In Europa, tra il XVI e il XVII secolo, circolava una voce secondo la quale le persone che vivevano all’estremo nord erano più inclini alla cattiveria rispetto a chi viveva in paesi luminosi e soleggiati. Più un paese si estendeva verso settentrione, più la rabbia repressa poteva albergare nell’animo del popolo, tanto che la cittadina di Vardo, nella contea di Finmark, si guadagnò il soprannome di ”capitale delle streghe”. Questa è la loro storia, la tragica storia delle streghe di Vardo.
Per capire il contesto storico e cosa ha portato a questa credenza popolare dobbiamo pensare che nel Seicento, lungo tali nordiche coste, abitavano circa 3.000 persone, di cui una metà norvegesi e l’altra metà Sami (nativi, chiamati in maniera sprezzante lapponi). Sia gli uni che gli altri vivevano prevalentemente di pesca. Quindi, le donne dei villaggi erano spesso sole e possibili prede della tentazione luciferina. I Sami, invece, erano guardati male per la loro religione pagana. Si pensava che gli sciamani fossero capaci di indicibili stregonerie. La loro era una “magia nera” in grado di evocare i morti con il solo, ma ossessivo, suono dei tamburi.

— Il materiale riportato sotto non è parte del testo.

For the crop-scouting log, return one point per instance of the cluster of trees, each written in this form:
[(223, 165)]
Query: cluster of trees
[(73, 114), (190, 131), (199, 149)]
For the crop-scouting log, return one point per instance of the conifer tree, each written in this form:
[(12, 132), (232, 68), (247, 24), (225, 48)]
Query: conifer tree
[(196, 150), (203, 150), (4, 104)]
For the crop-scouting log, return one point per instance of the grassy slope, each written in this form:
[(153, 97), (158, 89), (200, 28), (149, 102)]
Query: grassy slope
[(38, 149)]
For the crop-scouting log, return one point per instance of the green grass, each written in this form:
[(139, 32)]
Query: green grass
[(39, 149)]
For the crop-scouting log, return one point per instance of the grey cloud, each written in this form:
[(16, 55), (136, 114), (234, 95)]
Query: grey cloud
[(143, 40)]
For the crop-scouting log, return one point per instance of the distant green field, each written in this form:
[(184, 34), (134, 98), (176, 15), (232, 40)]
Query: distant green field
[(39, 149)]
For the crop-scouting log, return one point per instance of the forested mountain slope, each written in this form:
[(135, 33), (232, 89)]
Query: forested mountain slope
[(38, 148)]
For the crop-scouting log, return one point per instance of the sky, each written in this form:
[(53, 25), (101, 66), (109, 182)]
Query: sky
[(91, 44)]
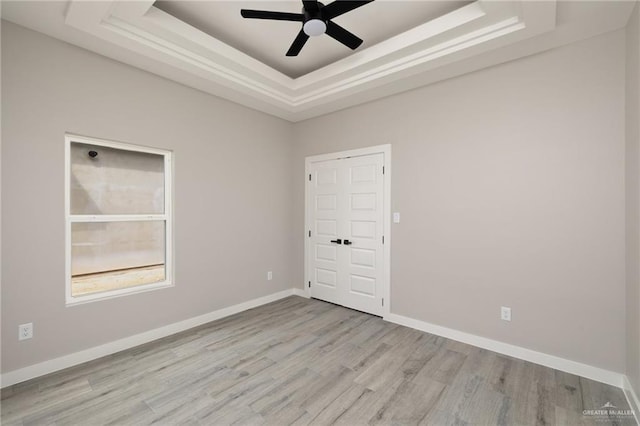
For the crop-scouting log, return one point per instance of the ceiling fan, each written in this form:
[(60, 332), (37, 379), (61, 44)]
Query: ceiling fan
[(316, 20)]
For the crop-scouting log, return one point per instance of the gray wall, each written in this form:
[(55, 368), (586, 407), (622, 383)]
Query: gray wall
[(510, 183), (232, 194), (633, 199)]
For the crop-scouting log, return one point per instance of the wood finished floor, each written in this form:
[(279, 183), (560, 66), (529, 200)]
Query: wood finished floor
[(299, 361)]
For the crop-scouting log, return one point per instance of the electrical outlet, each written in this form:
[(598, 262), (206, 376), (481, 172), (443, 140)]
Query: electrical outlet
[(25, 331), (505, 313)]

Ricordiamoci poi che nell’estremo nord le comunità locali si autogestivano e non era presente un governo locale. Tuttavia, nel 1617, il re di Danimarca e Norvegia Cristiano IV, approvò una legge contro la stregoneria, che arriverà più tardi anche nella contea di Finmark. Per potenziare e far applicare il decreto, vennero spediti in loco funzionari tedeschi e scozzesi, conosciuti come i più cattivi tra gli inquisitori (informali) considerando l’intero panorama della controriforma europea. Ebbe inizio una spietata caccia alle streghe: solo a Vardo, nel 1621, 77 donne e 14 uomini finirono al rogo.

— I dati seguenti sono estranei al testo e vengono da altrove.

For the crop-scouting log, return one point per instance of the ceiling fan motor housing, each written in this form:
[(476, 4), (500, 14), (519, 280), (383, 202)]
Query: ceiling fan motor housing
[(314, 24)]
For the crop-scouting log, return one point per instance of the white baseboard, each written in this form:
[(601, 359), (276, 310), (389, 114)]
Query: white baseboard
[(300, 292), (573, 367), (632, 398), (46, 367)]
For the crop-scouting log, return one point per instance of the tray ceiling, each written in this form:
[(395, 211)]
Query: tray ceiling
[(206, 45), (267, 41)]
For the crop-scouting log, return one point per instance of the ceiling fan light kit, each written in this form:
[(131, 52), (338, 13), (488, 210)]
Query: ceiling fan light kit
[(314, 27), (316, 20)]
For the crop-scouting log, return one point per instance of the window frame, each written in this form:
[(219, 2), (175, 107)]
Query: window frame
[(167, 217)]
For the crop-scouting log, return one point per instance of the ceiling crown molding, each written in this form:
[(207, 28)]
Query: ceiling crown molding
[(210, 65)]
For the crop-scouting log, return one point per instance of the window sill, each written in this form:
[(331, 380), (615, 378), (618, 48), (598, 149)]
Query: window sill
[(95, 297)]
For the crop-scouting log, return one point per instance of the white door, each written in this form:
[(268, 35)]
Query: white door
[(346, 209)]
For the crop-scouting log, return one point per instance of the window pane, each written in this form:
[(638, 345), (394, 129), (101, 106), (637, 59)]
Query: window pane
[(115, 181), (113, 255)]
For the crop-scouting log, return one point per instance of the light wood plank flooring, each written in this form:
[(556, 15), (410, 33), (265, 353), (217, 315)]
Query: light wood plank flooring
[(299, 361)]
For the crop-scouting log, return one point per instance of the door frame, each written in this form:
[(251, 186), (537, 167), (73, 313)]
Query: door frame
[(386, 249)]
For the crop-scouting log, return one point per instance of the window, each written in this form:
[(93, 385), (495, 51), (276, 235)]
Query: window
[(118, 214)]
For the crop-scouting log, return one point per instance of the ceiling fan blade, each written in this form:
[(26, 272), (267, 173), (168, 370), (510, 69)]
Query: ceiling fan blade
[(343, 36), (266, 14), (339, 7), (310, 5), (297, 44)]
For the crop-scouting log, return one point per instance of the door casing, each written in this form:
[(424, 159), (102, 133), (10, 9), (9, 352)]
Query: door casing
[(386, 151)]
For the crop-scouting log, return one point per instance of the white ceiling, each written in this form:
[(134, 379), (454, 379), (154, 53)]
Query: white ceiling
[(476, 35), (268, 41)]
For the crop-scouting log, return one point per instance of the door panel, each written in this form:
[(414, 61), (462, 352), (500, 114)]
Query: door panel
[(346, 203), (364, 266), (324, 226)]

L’antefatto che portò al processo nel 1621 fu una tempesta senza precedenti che si scatenò lungo le coste di Finmark. Questa però risaliva alla viglia di Natale del 1617. Fu un vero e proprio disastro: circa 40 uomini persero la vita e solo 5 di 23 barche riuscirono a far ritorno nel molo di Vardo. Inutile specificarlo, la tragedia doveva essere per forza di cose colpa del demonio. Demonio presente nei cuori e nelle teste delle streghe. Questo processo e gli altri che seguiranno fino al 1663 mostrano “una tendenza all’annientamento della popolazione femminile” in quei villaggi di pescatori “tipicamente maschili” (R.B. Hagen-Dip. di storia e studi religiosi- Univ. Di Tromsø).
Dal 2011 lo Steilneset Memorial ricorda tutte le persone perseguitate e uccise nel 1621 a Vardo. È composto da due diverse installazioni. La prima, ideata dall’architetto Peter Zumthor, è costituita da una struttura che contiene una tela bianca, tesa con cavi d’acciaio. Lungo uno stretto corridoio ci sono 91 finestre, una per vittima. Ogni finestra ha una lampada che illumina le targa dove è riportato il nome e la storia della persona uccisa. Poi abbiamo l’opera dell’artista franco-canadese Louise Bourgeois. Essa prende il nome de Il Dannato, il Posseduto, l’Amato. L’istallazione è racchiusa in una stanza dalle pareti in vetro scuro. All’interno troviamo una sedia di metallo sotto la quale guizza una fiamma perpetua. Questa è riflessa in “in sette specchi ovali posizionati su colonne di metallo in un anello attorno alla sede infuocata, come giudici che circondano i condannati” (S.Stephens).